EEEK -- Bleg Related to Google Feedproxy Links

For years I have been blogging from articles in my Google Reader, which is going away in a month.  When I cut and paste the article URL from the reader, I get a Google shortcut like "http://feedproxy.google.com/~r/Twistedsifter/~3/BohimNYue3Y/".  This resolves to "http://twistedsifter.com/2013/04/strangely-similar-movies-released-around-the-same-time/?utm_source=feedburner&utm_medium=feed&utm_campaign=Feed%3A+Twistedsifter+%28TwistedSifter+%29".  The links are written in my wordpress data base, in many cases, as the feedproxy version.  So they depend on this Google service remaining live to work.

Does anyone know if the Google feedproxy servers are going away with Reader?  If so, about a zillion links on my site are about to break.  My hope is that Google uses these for more than just reader.  Perhaps at Feedburner? (though if Google is bailing on RSS that might be next on the kill list).

I would normally just do a Regex search to fix this, but there is no systematic way to do it, you have to resolve the link and then replace the resolved URL.  Someone seems to have an app for this, but I am not sure it is ready for prime time and I do not want to use it unless I have to.  But once the servers are turned off, it will be too late.

Anyone know about this or have advice?  Obviously, I have been trying not to use these feedproxy URL's if I can remember not to do so.

5 Comments
Inline Feedbacks
View all comments

For technical blogs I get a drip feed of their old blogs using http://www.streamspigot.com/feed-playback/ They use google's feed archive to get data.
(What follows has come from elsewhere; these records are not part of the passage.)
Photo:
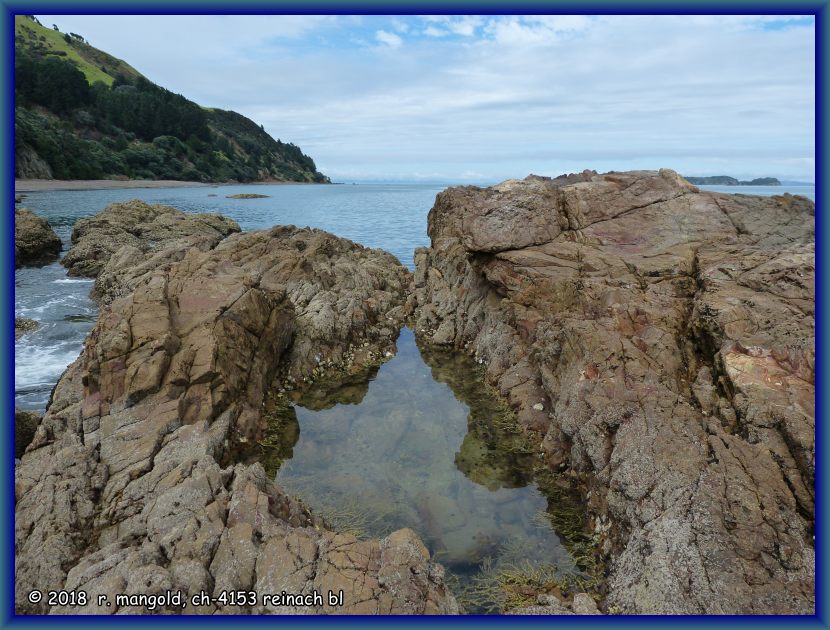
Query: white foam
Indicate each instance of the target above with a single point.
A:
(41, 366)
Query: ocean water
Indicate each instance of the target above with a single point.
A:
(422, 443)
(391, 216)
(764, 191)
(419, 443)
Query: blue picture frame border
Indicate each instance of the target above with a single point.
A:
(8, 9)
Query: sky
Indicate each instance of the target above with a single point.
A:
(486, 98)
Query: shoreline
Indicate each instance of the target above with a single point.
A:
(47, 185)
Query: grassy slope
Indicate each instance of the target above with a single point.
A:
(88, 59)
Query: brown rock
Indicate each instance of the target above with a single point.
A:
(670, 333)
(145, 229)
(25, 425)
(35, 242)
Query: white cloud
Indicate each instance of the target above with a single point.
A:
(431, 31)
(389, 39)
(504, 96)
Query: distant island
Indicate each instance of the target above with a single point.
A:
(82, 114)
(725, 180)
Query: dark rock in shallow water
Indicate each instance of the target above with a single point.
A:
(25, 425)
(35, 242)
(23, 326)
(121, 492)
(662, 339)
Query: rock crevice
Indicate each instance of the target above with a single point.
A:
(661, 339)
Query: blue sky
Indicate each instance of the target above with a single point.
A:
(484, 98)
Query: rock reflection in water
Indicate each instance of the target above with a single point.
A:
(422, 445)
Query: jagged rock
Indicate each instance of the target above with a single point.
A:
(35, 242)
(25, 425)
(134, 231)
(668, 335)
(123, 489)
(23, 326)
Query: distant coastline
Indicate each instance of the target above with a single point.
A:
(726, 180)
(40, 185)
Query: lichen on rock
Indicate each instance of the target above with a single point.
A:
(121, 490)
(662, 341)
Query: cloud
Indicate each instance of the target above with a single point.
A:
(389, 39)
I hope they don't cut that off. I learn quite a bit from those old blog posts in an easy fashion (slowly fed to me in my reader).
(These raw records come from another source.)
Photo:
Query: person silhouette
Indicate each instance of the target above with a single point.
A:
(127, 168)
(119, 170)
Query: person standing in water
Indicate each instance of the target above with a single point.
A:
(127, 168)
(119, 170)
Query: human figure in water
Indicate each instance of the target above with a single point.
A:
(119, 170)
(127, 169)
My condolences, that sounds like a real pain.

It would be better to de-proxify those links if possible. You don't really want the feedproxy in there anyway; it just snuck up on you because of how Google Reader works.

On a related note, you can also trim off the crud starting with "/?" That stuff is just for statistics, and it doesn't make any sense for a normal hyperlink.
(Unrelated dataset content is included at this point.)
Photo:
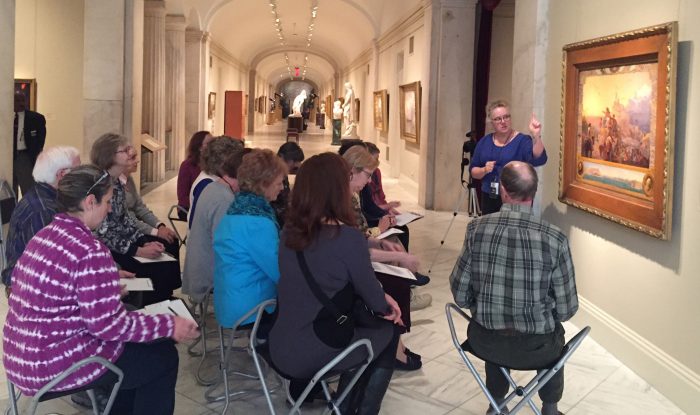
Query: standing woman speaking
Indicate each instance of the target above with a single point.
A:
(497, 149)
You could probably script this pretty easily. Curl accepts a "--head" argument that will show you the 301 redirect, along with the destination URL. For example:

[xxx.yyyyy@W80501BMAGZ:tmp] $ curl --head "http://feedproxy.google.com/~r/Twistedsifter/~3/BohimNYue3Y/"

HTTP/1.1 301 Moved Permanently

Location: http://twistedsifter.com/2013/04/strangely-similar-movies-released-around-the-same-time/?utm_source=feedburner&utm_medium=feed&utm_campaign=Feed%3A+Twistedsifter+%28TwistedSifter+%29

Content-Type: text/html; charset=UTF-8
[snip]

Note that you could just grep out the location, and replace it with the new URL. I'm not sure how your data is stored (I don't know much about blogs), but you might even be able to generate a big lookup table, with the source & destination URLs, then script the search & replace based on that.

You are correct for most sites. The use the /? for stats and tracking, however, on Wall Street Journal's web site there have been times when I stripped the /? crap and ended up without a useful page.

WSJ is unbelievably clunky - if you use a dated browser, you can't even access it any more.